Gerusalemme 1947: mentre gli eventi storici incalzano, un ragazzino ebreo di dodici anni vive un momento di grande significato nella sua vita. Ora che è adulto lo racconta. Dopo l'Olocausto, quando si rafforza il movimento clandestino per la nascita dello stato di Israele, anche lui ha fondato con un paio di amici una società segreta con l'obiettivo di combattere gli inglesi, che occupano la Palestina, rivendicando il diritto a una patria dopo tanta sofferenza. Lui è soprannominato Profi, abbreviazione di professore, perché è molto intelligente, ha una cultura enciclopedica, ama studiare le parole e leggere. Di carattere è comunque socievole e vivace, si considera coraggioso come una pantera e gode della simpatia dei compagni di gioco e di cospirazione. Almeno fino al giorno in cui non fa amicizia con il nemico, un sergente inglese che gli insegna la sua lingua in cambio di lezioni di ebraico. Da quel momento agli occhi degli altri diventa un vile traditore, e come tale va punito nonostante la sua pretesa di innocenza. Una pantera in cantina racconta una piccola grande storia di emozioni e sentimenti adolescenti, un'avventura di amicizia e di crescita, che pone domande incalzanti sulla colpa e sulla fiducia, in un contesto storico di epocali stravolgimenti.
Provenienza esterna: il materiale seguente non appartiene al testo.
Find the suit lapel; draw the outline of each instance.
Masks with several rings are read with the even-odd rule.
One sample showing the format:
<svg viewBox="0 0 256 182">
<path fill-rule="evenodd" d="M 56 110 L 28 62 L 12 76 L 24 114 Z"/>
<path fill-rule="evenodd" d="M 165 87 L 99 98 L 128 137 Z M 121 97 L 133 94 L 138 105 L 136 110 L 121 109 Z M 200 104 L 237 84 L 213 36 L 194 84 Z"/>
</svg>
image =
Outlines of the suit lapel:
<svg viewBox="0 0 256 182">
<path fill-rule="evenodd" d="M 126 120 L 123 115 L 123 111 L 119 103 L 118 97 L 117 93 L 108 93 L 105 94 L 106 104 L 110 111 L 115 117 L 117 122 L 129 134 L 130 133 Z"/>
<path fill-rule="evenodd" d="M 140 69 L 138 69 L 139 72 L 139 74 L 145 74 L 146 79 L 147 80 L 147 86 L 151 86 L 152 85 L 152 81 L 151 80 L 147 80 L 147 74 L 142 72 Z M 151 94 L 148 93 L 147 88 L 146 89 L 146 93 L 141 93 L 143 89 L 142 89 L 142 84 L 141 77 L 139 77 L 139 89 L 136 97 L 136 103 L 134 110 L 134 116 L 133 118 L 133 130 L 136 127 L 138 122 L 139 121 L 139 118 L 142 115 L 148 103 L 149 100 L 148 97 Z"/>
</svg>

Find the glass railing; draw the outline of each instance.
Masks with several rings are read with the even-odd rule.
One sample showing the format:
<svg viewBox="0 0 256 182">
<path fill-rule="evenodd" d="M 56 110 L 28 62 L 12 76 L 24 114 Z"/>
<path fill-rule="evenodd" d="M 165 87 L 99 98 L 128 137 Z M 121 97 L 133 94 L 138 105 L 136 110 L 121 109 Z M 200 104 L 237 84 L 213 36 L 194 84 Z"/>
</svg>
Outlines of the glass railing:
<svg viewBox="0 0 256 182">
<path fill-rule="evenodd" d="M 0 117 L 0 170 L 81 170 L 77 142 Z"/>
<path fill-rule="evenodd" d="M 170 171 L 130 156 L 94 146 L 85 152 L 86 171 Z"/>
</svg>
Profi è infatti testimone di fatti più grandi di lui, ma ci consente di coglierne appieno gli effetti sulle relazioni umane grazie al suo sguardo ancora candido, alla sua sensibilità intatta.
Naboru Kuroda ha tredici anni, vive a Yokohama solo con la madre Fusako da quando il padre è morto,cinque anni prima. È un ragazzo duro e orgoglioso della propria insensibilità, che ama però spiare la madre quando si spoglia nuda per coricarsi. Una sera viene ospite da loro un ufficiale di marina, Tsukazaki Ryuji, e la donna gli si concede di nascosto dal figlio che però li osserva alla luce della luna. E questa sarà per lui un'esperienza voluttuosa e illuminante. Intanto Ryuji pur impacciato nell'esprimere e riconoscere i sentimenti, capisce che Fusako, con la sua bellezza imperturbabile e sensuale, è la donna della sua vita. Naboru, da parte sua, prova a spiegare alla sua piccola banda di amici, nichilisti come lui e crudeli per scelta, che meraviglioso uomo di mare sia l'amante della madre. Ma si ricrederà e dovrà rassegnarsi alla volontà sadica dei compagni, al loro delittuoso anelito di negare ogni senso al mondo. Mishima scandaglia con maestria il fondo oscuro dell'animo di questi ragazzi per i quali, che si tratti di un gatto sfortunatamente capitato nelle loro mani o di un uomo, conta solo la capacità di non provare compassione o emozione nell'aggredire. Per loro che si affacciano alla vita, la maturazione pare non consistere in altro che nell'impassibilità davanti all'esperienza del sangue e della morte.